Tuesday, July 14, 2009

Bastille Day 2009

Happy Bastille Day!

It's still a source of happy amazement to me how much the US celebrates Bastille Day. And though le quatorze juillet is over in France, the Bastille Day celebrations continue all week here. I'm attending my local Alliance Française event on Saturday July 18 at a nearby vineyard.

But today our Cercle Français had our own fete, a pot-luck luncheon. Er, a little admission: I get cuisine anxiety when cooking for French people, even if they're dear friends. Today was no exception. But after a morning fraught with missteps and not-so-silent oaths to kitchen gods and Julia Child, I managed to pull together a respectable Salade Niçoise. So who cares if the vinaigrette landed in the bottom of the plastic grocery bag? I poured it on anyway. Here's the final result.

Saturday, July 11, 2009

43. I can deal with that.


Break out the (cheap) champagne -- méthode champenoise. I just found out that Polly-Vous Francais? ranks #43 in all France-related blogs worldwide. I'm in some pretty esteemed company. See the list here, and discover some great blogs that you might not already know.

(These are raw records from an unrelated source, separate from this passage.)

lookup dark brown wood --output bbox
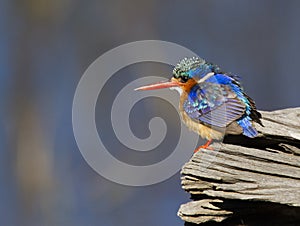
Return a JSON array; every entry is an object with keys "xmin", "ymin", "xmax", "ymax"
[{"xmin": 178, "ymin": 107, "xmax": 300, "ymax": 225}]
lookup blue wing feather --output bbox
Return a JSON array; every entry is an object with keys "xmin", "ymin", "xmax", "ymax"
[{"xmin": 183, "ymin": 73, "xmax": 260, "ymax": 137}]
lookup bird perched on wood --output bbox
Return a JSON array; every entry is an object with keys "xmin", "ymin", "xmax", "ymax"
[{"xmin": 135, "ymin": 57, "xmax": 263, "ymax": 153}]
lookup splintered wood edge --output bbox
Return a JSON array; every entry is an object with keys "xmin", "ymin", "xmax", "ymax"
[
  {"xmin": 181, "ymin": 144, "xmax": 300, "ymax": 206},
  {"xmin": 178, "ymin": 107, "xmax": 300, "ymax": 224},
  {"xmin": 177, "ymin": 199, "xmax": 232, "ymax": 224}
]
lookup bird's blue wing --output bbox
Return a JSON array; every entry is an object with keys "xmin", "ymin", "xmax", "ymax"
[{"xmin": 183, "ymin": 74, "xmax": 246, "ymax": 128}]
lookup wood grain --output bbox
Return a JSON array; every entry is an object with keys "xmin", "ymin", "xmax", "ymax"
[{"xmin": 178, "ymin": 107, "xmax": 300, "ymax": 225}]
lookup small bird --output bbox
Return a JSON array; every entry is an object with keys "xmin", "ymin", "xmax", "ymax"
[{"xmin": 135, "ymin": 57, "xmax": 263, "ymax": 153}]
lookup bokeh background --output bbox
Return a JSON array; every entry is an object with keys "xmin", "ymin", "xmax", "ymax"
[{"xmin": 1, "ymin": 0, "xmax": 300, "ymax": 225}]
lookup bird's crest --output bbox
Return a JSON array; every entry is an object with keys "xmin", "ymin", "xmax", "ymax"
[
  {"xmin": 173, "ymin": 57, "xmax": 221, "ymax": 81},
  {"xmin": 173, "ymin": 57, "xmax": 205, "ymax": 75}
]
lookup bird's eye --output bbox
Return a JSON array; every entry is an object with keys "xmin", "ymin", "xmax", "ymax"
[{"xmin": 179, "ymin": 75, "xmax": 188, "ymax": 83}]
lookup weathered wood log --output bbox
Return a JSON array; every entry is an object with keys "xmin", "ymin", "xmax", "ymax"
[{"xmin": 178, "ymin": 107, "xmax": 300, "ymax": 225}]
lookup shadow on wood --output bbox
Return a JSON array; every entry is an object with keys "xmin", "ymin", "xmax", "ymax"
[{"xmin": 178, "ymin": 107, "xmax": 300, "ymax": 225}]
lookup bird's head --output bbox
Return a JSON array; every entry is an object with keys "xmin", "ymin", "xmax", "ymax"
[{"xmin": 135, "ymin": 57, "xmax": 220, "ymax": 94}]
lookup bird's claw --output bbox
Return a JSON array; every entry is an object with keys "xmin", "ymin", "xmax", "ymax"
[{"xmin": 193, "ymin": 139, "xmax": 213, "ymax": 153}]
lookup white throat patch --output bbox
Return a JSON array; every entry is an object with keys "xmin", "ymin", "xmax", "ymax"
[{"xmin": 169, "ymin": 87, "xmax": 183, "ymax": 95}]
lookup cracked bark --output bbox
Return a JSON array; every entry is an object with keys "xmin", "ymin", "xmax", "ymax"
[{"xmin": 178, "ymin": 107, "xmax": 300, "ymax": 225}]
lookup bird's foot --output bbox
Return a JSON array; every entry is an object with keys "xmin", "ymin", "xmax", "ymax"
[{"xmin": 194, "ymin": 139, "xmax": 213, "ymax": 153}]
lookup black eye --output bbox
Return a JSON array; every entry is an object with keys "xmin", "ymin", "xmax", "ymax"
[{"xmin": 179, "ymin": 75, "xmax": 188, "ymax": 83}]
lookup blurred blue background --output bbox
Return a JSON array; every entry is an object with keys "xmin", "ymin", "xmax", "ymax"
[{"xmin": 1, "ymin": 0, "xmax": 300, "ymax": 225}]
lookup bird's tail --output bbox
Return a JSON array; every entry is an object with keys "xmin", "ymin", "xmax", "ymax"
[{"xmin": 237, "ymin": 116, "xmax": 259, "ymax": 138}]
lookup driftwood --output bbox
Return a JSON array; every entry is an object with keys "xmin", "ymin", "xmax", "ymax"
[{"xmin": 178, "ymin": 107, "xmax": 300, "ymax": 225}]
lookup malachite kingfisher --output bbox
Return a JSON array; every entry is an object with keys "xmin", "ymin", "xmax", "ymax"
[{"xmin": 135, "ymin": 57, "xmax": 263, "ymax": 153}]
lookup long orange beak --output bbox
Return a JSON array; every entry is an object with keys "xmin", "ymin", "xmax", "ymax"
[{"xmin": 135, "ymin": 79, "xmax": 180, "ymax": 91}]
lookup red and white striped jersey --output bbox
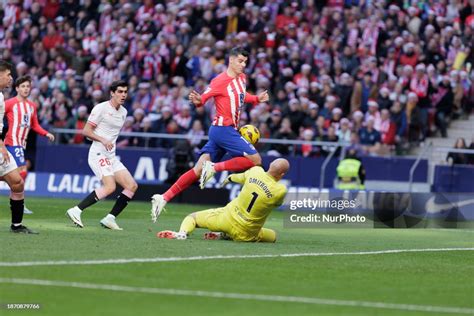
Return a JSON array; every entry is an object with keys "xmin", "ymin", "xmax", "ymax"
[
  {"xmin": 4, "ymin": 97, "xmax": 48, "ymax": 148},
  {"xmin": 410, "ymin": 75, "xmax": 429, "ymax": 98},
  {"xmin": 199, "ymin": 72, "xmax": 259, "ymax": 128}
]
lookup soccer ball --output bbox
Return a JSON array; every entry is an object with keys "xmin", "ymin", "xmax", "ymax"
[{"xmin": 239, "ymin": 124, "xmax": 260, "ymax": 145}]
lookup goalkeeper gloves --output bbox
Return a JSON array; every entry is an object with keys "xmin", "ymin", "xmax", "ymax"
[{"xmin": 220, "ymin": 175, "xmax": 233, "ymax": 188}]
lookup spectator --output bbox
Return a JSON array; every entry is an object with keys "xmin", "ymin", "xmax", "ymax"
[
  {"xmin": 192, "ymin": 106, "xmax": 211, "ymax": 131},
  {"xmin": 256, "ymin": 122, "xmax": 272, "ymax": 154},
  {"xmin": 296, "ymin": 129, "xmax": 318, "ymax": 158},
  {"xmin": 351, "ymin": 111, "xmax": 364, "ymax": 133},
  {"xmin": 320, "ymin": 126, "xmax": 339, "ymax": 156},
  {"xmin": 337, "ymin": 118, "xmax": 351, "ymax": 143},
  {"xmin": 187, "ymin": 120, "xmax": 205, "ymax": 154},
  {"xmin": 132, "ymin": 108, "xmax": 146, "ymax": 131},
  {"xmin": 433, "ymin": 76, "xmax": 454, "ymax": 138},
  {"xmin": 42, "ymin": 22, "xmax": 64, "ymax": 50},
  {"xmin": 270, "ymin": 117, "xmax": 296, "ymax": 156},
  {"xmin": 285, "ymin": 99, "xmax": 305, "ymax": 135},
  {"xmin": 359, "ymin": 118, "xmax": 381, "ymax": 155},
  {"xmin": 352, "ymin": 72, "xmax": 376, "ymax": 113},
  {"xmin": 174, "ymin": 104, "xmax": 193, "ymax": 132},
  {"xmin": 67, "ymin": 105, "xmax": 89, "ymax": 145},
  {"xmin": 334, "ymin": 73, "xmax": 353, "ymax": 116},
  {"xmin": 155, "ymin": 106, "xmax": 174, "ymax": 133},
  {"xmin": 314, "ymin": 115, "xmax": 327, "ymax": 139},
  {"xmin": 468, "ymin": 137, "xmax": 474, "ymax": 165},
  {"xmin": 319, "ymin": 95, "xmax": 337, "ymax": 119},
  {"xmin": 267, "ymin": 109, "xmax": 283, "ymax": 135},
  {"xmin": 390, "ymin": 101, "xmax": 407, "ymax": 144},
  {"xmin": 116, "ymin": 116, "xmax": 135, "ymax": 148},
  {"xmin": 405, "ymin": 92, "xmax": 422, "ymax": 142},
  {"xmin": 379, "ymin": 109, "xmax": 397, "ymax": 153},
  {"xmin": 447, "ymin": 138, "xmax": 469, "ymax": 165},
  {"xmin": 365, "ymin": 100, "xmax": 381, "ymax": 131},
  {"xmin": 52, "ymin": 106, "xmax": 70, "ymax": 144},
  {"xmin": 377, "ymin": 87, "xmax": 392, "ymax": 111},
  {"xmin": 134, "ymin": 117, "xmax": 158, "ymax": 148}
]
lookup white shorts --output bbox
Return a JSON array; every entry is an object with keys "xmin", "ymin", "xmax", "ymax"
[
  {"xmin": 88, "ymin": 151, "xmax": 126, "ymax": 179},
  {"xmin": 0, "ymin": 151, "xmax": 18, "ymax": 177}
]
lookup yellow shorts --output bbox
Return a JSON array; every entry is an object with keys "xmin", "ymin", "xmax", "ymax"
[{"xmin": 194, "ymin": 207, "xmax": 276, "ymax": 242}]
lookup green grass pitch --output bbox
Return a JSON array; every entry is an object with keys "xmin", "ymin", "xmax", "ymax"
[{"xmin": 0, "ymin": 197, "xmax": 473, "ymax": 316}]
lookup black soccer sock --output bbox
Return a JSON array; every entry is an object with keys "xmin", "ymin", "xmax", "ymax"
[
  {"xmin": 11, "ymin": 199, "xmax": 24, "ymax": 225},
  {"xmin": 110, "ymin": 193, "xmax": 132, "ymax": 217},
  {"xmin": 77, "ymin": 191, "xmax": 99, "ymax": 211}
]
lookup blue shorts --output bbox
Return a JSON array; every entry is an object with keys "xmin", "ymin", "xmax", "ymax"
[
  {"xmin": 199, "ymin": 126, "xmax": 258, "ymax": 162},
  {"xmin": 6, "ymin": 146, "xmax": 26, "ymax": 167}
]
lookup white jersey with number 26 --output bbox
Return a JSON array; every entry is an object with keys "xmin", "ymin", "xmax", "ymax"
[{"xmin": 87, "ymin": 101, "xmax": 127, "ymax": 157}]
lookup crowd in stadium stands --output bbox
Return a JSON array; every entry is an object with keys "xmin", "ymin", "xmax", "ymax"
[{"xmin": 0, "ymin": 0, "xmax": 473, "ymax": 158}]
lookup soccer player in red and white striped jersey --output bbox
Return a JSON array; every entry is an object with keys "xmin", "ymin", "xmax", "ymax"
[
  {"xmin": 151, "ymin": 47, "xmax": 269, "ymax": 222},
  {"xmin": 4, "ymin": 75, "xmax": 55, "ymax": 213},
  {"xmin": 0, "ymin": 61, "xmax": 37, "ymax": 233}
]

Yeah, yeah, I'm promoting the competition, but when we're writing about France, it's all friendly competition, right?

Bonne lecture!

Merci to Art Goldhammer at French Politics for the tip.

Thursday, July 02, 2009

"Vive" (not "Viva") la France!

Le quatorze juillet is approaching. Many towns in America really go all-out for Bastille Day, which is heartwarming. Lately I've seen many ads touting some all-French event, with a heartfelt "Viva la France!" tacked at the end.

Folks, please humor me; I applaud your francophilia! But please -- s'il vous plait -- if you're celebrating France, the proper phrase is "Vive la France," not "Viva la France." Viva is a brand of paper towels. (Maybe it's also Italian or Spanish. Not my bailiwick.)

Don't worry. I understand the confusion. It's pronounced veev-uh, almost. But it's the subjunctive ("Long live France!"); and, apparently no one understands the subjunctive in any language any more except a handful of us die-hards. Happily, I am not going to bore you with a lengthy French verb conjugaison lesson right now. So unless you're a grammar junkie you'll just have to believe me.

It's Vive la France!


Wednesday, July 01, 2009

"Tell her not to talk to any French boys"

Summertime. I'm lounging poolside, reading a book. A quartet of ladies is bobbing in the shallow end, chatting. One remarks, "My 16-year-old niece is going to Paris tomorrow -- she's flying by herself." Evidently the girl in question was going to stay with some friends of the family.

"Oh My God," booms one bouncing voice. "Tell her not to talk to any French boys! Have you seen that movie, Taken?" She continues, explaining the plot in terrifying detail, about a 17-year-old who goes to Paris one summer and ends up getting kidnapped into white slavery. (Plot synopsis here.)

I don't budge, but I do twitch for a moment. I am torn. I really want to go cannonball them and say, "Come on, ladies, that's just a contrived thriller plot, total fiction," and enlighten them (har!) with my monologue about how it's so safe in France, how I just lived in Paris for three years, yadda yadda yadda.

But instead I laze there like a lizard in the sun, wondering how much damage that movie has done.